Выбрать главу

Воззрения, выраженные в такого рода изречениях, были установленным элементом языческого культа. Решительно во всех культах крещение во всех его модификациях признавалось началом новой жизни, новым рождением. Посвященный признавался и у митраистов, и в других религиозных системах «возрожденными вечности» через крещение кровью убитого тельца или агнца, а окропление посвященного жертвенной кровью понималось буквально, как омовение от грехов. Вкушение тела и крови бога было обязательным таинством не только в культе Диониса, но и во всех типично теофагических культах древности. Что касается принесенного в жертву «сына единородного», то он является элементом древнесемитского культа, эвгемеризированным остатком которого является рассказ об Аврааме и Исааке.

Когда, мы пытаемся, оставаясь на почве рационалистической критики, хоть на мгновение представить себе такого реального моралиста — проповедника, который произносил речи, типичные для четвертого евангелия, то мы оказываемся пред совершенно непримиримым ни с какой реальностью неправдоподобием проповеди иоаннова Иисуса. «Сын ничего не может творить сам от себя, если не увидит отца творящего, ибо что творит он, то и сын творит также, «ибо отец не судит никого, но весь суд отдал сыну», «я ничего не могу творить от себя сам; как слышу, так и сужу, и суд мой праведен», «я есмь хлеб жизни», «если не поверите, в грехах своих погибнете» — такого рода формулы преподносятся составителем четвертого евангелия, как слова реального проповедника, которые должны были убедить его слушателей.

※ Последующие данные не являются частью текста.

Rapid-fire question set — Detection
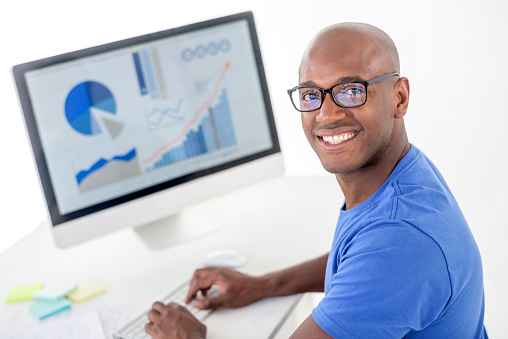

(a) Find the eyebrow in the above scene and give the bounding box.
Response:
[299,75,365,87]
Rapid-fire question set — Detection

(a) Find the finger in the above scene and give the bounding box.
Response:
[147,309,161,323]
[145,322,155,336]
[152,301,165,314]
[196,294,229,309]
[185,270,212,303]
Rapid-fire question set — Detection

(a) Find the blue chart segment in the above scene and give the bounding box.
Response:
[76,148,141,192]
[65,81,116,135]
[147,89,237,170]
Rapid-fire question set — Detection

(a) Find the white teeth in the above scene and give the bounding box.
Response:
[323,133,355,145]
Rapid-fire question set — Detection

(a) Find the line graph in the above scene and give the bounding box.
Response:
[76,148,141,192]
[143,61,231,164]
[146,99,184,129]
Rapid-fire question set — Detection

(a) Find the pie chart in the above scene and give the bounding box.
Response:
[65,81,116,135]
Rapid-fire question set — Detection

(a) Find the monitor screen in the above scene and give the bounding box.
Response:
[13,12,280,248]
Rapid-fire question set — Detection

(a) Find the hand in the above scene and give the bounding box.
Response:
[185,267,264,309]
[145,302,206,339]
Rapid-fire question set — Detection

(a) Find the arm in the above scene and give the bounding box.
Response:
[186,254,328,308]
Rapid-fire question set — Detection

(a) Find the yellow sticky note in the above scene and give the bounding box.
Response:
[5,284,44,303]
[67,282,106,303]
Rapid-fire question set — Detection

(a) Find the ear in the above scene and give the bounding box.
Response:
[393,77,409,119]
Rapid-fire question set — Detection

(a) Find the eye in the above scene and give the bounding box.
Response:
[344,87,363,95]
[300,90,319,102]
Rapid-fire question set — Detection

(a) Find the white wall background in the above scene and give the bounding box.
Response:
[0,0,508,338]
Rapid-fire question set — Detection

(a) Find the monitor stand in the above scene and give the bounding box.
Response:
[134,211,219,251]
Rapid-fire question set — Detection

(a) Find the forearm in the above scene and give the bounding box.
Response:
[259,254,328,297]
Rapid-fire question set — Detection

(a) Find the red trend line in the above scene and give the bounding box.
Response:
[143,61,231,164]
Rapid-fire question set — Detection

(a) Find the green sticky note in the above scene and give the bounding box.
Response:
[33,283,77,301]
[67,282,106,303]
[30,298,71,319]
[5,283,44,303]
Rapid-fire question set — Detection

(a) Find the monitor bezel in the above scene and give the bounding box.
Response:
[12,11,281,227]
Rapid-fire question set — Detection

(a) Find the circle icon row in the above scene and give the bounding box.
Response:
[182,39,231,62]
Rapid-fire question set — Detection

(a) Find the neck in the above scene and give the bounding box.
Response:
[335,137,411,210]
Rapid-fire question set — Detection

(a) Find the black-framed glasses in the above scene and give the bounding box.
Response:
[288,73,400,112]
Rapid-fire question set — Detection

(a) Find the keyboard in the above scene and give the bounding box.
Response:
[113,282,220,339]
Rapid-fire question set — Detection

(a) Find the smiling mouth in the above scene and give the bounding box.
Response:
[321,132,358,145]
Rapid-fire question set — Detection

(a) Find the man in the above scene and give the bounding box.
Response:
[146,23,487,339]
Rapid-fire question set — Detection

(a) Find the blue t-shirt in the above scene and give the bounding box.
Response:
[312,146,487,339]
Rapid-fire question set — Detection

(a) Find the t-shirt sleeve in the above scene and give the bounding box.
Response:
[312,221,451,338]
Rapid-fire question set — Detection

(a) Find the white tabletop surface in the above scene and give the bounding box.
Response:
[0,176,343,339]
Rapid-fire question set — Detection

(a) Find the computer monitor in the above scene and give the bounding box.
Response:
[12,12,284,248]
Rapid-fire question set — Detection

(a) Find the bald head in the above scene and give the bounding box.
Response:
[300,23,400,81]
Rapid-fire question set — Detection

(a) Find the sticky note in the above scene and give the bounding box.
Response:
[33,284,77,301]
[30,298,71,319]
[67,282,106,303]
[5,283,44,303]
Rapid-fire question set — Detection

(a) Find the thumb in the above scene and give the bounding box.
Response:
[196,294,229,309]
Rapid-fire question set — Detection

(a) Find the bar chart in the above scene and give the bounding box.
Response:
[147,89,237,171]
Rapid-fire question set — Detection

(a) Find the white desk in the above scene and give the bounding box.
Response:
[0,176,343,339]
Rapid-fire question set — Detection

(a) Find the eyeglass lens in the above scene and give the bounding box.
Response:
[291,82,367,111]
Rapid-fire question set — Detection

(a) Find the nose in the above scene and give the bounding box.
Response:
[316,93,347,124]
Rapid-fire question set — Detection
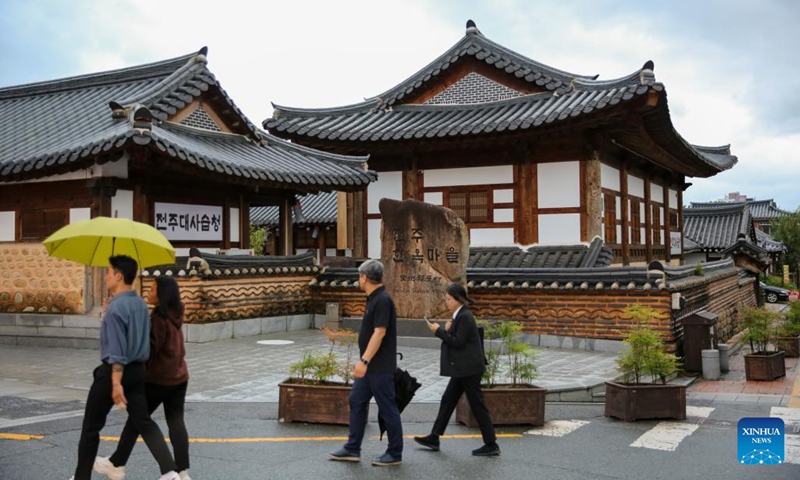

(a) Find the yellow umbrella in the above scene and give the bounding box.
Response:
[44,217,175,268]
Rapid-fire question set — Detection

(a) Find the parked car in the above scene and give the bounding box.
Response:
[758,282,789,303]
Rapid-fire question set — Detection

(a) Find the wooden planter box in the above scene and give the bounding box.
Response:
[605,382,686,422]
[278,378,352,425]
[744,352,786,382]
[456,384,547,427]
[777,336,800,358]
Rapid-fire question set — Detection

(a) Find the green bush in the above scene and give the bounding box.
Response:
[617,304,680,384]
[478,320,539,388]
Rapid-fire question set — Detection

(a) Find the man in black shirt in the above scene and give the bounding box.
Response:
[330,260,403,466]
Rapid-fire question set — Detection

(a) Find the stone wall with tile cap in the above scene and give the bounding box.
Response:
[0,243,86,314]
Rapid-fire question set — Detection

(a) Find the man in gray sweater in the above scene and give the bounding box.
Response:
[73,255,179,480]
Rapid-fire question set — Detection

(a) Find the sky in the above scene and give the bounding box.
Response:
[0,0,800,210]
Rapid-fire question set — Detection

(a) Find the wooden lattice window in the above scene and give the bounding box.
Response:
[447,191,491,223]
[19,209,68,242]
[631,199,643,245]
[603,193,617,244]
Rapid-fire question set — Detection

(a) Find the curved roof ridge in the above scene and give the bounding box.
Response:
[0,52,198,99]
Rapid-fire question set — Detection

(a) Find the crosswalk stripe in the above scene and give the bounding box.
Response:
[525,420,590,437]
[631,422,700,452]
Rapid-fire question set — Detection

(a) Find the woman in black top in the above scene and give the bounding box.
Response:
[414,283,500,456]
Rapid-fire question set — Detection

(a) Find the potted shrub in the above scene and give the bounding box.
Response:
[777,302,800,357]
[605,304,686,422]
[456,321,547,427]
[278,326,358,425]
[740,308,786,382]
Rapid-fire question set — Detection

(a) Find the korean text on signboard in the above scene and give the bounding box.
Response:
[154,203,222,242]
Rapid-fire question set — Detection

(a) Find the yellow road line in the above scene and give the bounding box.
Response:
[6,433,522,443]
[0,433,44,441]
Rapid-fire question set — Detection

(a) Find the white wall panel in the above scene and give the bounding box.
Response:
[494,208,514,223]
[650,182,664,203]
[628,174,644,198]
[367,218,381,259]
[367,172,403,213]
[494,189,514,203]
[424,165,514,188]
[539,213,581,245]
[230,208,239,243]
[537,162,581,208]
[425,192,444,205]
[600,163,621,192]
[0,212,17,242]
[469,228,514,247]
[69,208,92,223]
[111,190,133,220]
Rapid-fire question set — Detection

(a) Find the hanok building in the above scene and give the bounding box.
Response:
[0,48,377,313]
[263,21,736,265]
[691,198,792,235]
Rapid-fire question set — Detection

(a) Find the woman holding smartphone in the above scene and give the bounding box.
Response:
[414,283,500,456]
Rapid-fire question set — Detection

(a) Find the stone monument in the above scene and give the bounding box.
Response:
[379,198,469,319]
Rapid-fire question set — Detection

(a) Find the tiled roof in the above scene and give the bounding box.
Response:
[467,238,614,271]
[263,20,737,177]
[683,203,755,252]
[756,229,786,253]
[142,252,324,277]
[0,48,377,191]
[250,192,337,226]
[690,198,792,220]
[312,258,740,291]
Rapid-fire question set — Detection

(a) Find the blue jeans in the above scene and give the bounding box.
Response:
[344,372,403,459]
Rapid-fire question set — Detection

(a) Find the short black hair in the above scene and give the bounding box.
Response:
[108,255,139,285]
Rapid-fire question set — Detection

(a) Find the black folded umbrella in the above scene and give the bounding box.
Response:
[378,353,422,440]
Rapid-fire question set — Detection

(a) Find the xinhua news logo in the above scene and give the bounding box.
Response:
[737,418,784,465]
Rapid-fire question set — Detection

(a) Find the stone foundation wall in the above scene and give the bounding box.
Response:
[0,243,86,314]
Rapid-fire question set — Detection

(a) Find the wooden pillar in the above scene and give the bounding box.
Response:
[353,191,367,258]
[663,178,672,263]
[278,197,294,255]
[239,194,250,248]
[619,161,631,265]
[677,185,685,265]
[644,173,653,264]
[581,150,603,242]
[514,148,539,245]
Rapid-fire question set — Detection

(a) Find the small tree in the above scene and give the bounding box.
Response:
[617,304,680,384]
[478,321,539,388]
[739,307,781,354]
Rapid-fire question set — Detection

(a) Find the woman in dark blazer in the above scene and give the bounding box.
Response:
[414,283,500,456]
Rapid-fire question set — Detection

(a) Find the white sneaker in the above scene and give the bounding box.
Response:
[94,457,125,480]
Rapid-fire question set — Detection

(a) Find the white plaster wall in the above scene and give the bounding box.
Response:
[111,190,133,220]
[69,208,92,223]
[539,213,581,245]
[424,165,514,188]
[494,208,514,223]
[600,163,620,192]
[229,208,239,242]
[0,212,17,242]
[367,172,403,213]
[367,218,381,259]
[494,189,514,203]
[425,192,444,205]
[628,174,644,198]
[469,228,514,247]
[537,162,581,208]
[650,182,664,203]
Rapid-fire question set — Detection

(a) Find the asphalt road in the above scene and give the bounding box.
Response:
[0,403,800,480]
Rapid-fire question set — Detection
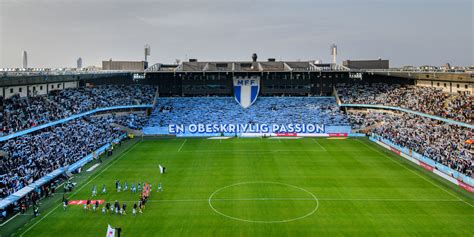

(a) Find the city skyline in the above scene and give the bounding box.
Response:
[0,0,474,67]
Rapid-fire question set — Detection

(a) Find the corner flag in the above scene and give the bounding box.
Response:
[105,225,115,237]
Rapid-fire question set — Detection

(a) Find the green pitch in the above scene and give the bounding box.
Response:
[9,138,474,237]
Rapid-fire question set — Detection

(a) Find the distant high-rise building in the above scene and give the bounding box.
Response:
[331,44,337,64]
[23,51,28,68]
[77,57,82,69]
[145,44,151,62]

Какой же исторически грамотный исследователь усомнился бы поставить эти формулы в один ряд с мнимыми изречениями какого-нибудь Кришны в Бгаватгите, если бы он нашел эти формулы не в евангелиях, а в памятниках какого-нибудь чужого культа? Такие изречения могли фигурировать в какой-нибудь религиозной мистерии, но реальным человеком они не могли быть произнесены ни в каком случае.

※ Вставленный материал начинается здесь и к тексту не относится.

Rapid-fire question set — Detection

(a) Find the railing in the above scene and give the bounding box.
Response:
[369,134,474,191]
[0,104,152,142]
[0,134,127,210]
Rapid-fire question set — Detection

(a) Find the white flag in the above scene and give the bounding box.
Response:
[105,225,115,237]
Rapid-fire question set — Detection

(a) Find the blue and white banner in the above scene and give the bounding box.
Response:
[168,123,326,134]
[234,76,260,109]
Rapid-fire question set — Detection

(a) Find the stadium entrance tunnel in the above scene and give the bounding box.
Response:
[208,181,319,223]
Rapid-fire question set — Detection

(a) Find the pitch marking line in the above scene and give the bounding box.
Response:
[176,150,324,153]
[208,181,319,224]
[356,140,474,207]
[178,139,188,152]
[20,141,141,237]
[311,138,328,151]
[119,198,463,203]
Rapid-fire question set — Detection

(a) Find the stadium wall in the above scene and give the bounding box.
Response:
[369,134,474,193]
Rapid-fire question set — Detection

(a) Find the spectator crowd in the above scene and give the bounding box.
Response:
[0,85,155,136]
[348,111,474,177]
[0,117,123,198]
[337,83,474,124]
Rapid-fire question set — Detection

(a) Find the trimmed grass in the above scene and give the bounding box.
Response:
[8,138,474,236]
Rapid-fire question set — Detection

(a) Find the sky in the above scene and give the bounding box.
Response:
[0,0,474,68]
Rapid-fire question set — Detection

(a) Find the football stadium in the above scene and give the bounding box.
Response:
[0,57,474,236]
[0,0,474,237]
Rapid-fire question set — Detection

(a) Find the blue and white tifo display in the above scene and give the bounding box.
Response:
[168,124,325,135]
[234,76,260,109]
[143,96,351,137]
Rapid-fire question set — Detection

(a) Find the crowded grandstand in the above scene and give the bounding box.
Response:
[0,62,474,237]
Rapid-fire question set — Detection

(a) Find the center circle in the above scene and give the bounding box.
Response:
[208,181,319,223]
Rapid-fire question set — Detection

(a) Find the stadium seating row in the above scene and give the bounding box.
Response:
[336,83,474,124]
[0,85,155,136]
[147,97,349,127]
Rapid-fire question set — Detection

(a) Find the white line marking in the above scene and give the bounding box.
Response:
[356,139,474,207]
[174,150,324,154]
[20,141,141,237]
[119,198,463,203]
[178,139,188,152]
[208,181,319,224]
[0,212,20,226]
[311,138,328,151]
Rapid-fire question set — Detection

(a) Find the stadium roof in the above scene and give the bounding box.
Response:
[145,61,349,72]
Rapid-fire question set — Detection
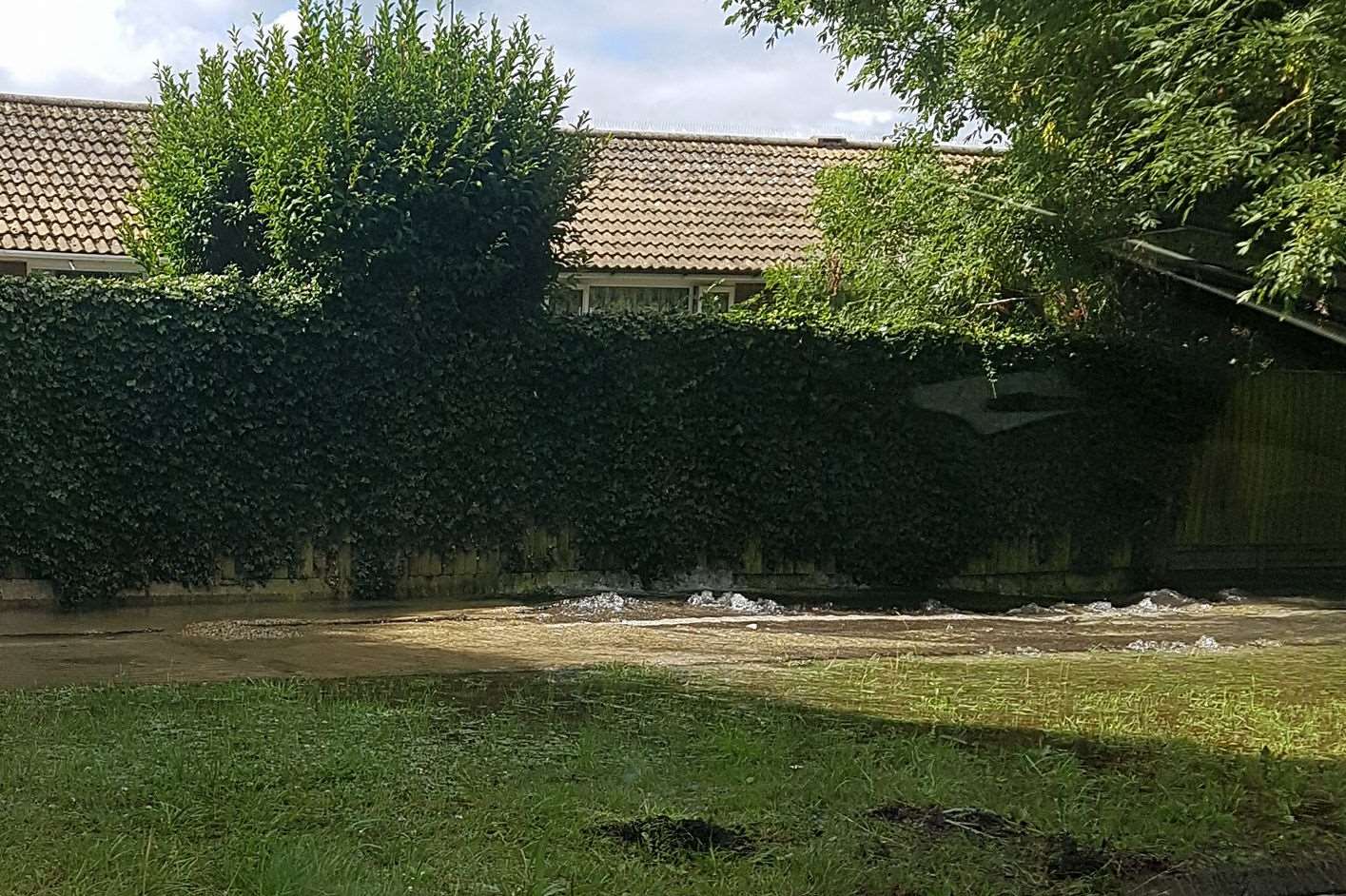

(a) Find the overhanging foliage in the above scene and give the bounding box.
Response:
[724,0,1346,313]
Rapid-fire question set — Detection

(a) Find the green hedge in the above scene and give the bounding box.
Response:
[0,271,1213,600]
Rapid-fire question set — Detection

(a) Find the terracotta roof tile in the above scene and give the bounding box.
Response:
[0,94,990,275]
[0,95,146,256]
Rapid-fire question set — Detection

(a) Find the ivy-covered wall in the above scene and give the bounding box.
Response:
[0,277,1213,600]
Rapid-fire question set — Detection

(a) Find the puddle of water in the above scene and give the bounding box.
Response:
[687,591,785,616]
[1126,635,1230,653]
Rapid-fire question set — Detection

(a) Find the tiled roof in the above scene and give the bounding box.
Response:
[0,94,990,275]
[574,133,873,275]
[0,94,146,256]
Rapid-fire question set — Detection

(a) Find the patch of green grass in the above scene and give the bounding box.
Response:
[0,649,1346,896]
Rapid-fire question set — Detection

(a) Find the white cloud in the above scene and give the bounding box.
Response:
[266,10,299,40]
[831,109,903,127]
[0,0,958,137]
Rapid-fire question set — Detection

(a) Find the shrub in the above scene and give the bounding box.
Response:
[127,0,593,321]
[0,276,1214,598]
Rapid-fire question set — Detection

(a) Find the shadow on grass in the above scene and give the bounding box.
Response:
[0,648,1346,896]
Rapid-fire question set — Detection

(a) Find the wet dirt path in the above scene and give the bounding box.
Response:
[0,592,1346,689]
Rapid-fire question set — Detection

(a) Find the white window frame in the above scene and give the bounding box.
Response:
[561,272,762,315]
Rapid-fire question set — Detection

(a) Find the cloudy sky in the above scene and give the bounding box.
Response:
[0,0,926,137]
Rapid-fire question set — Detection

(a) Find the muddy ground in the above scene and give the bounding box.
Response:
[0,592,1346,689]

4-е евангелие представляет собой лишь обновленный эллинистический вариант иудейского мифа о мессии, оно включило в себя идею греко-маздейского Логоса, приписало своему богу чудеса Диониса и наделило его эпитетами чужих спасителей. Подобно Митре, Иоаннов Иисус является «светом мира», подобно Дионису — «виноградной лозой». Четвертое евангелие подкрепило колебавшееся учение о бессмертии притчей о Лазаре, и приписало Иисусу установление таинства вкушения плоти и крови спасителя, таинства, которое было присуще по крайней мере половине тогдашних культов. Является ли 4-е евангелие гностическим или нет, но оно во всяком случае — продукт того мифообразовательного процесса, который носит общее название гностицизма. Очень мало измениться наш вывод от того, что мы будем датировать 4-е евангелие тем или иным годом.

Мы ведь в конце концов убедились, что природа евангельских рассказов отнюдь не может быть объяснена приурочиванием появления этих евангелий к тому или иному периоду. Пусть евангелия так древни, как это утверждают ортодоксы, пусть они гораздо моложе, как думают скептические ученые, но и в том и в другом случае они остаются сборниками исторических и доктринальных мифов, которые после научного анализа не оставляют никакого следа реального проповедника Иисуса. Остается все тот же немой, загадочный, распятый мессия паулинистической проповеди, который может быть пока лишь чисто теоретически отождествлен с древним и смутным образом талмудического Иисуса бен-Пандира, который, может быть, действительно, погиб из-за какой-нибудь забытой ереси лет за 100 «до Христа».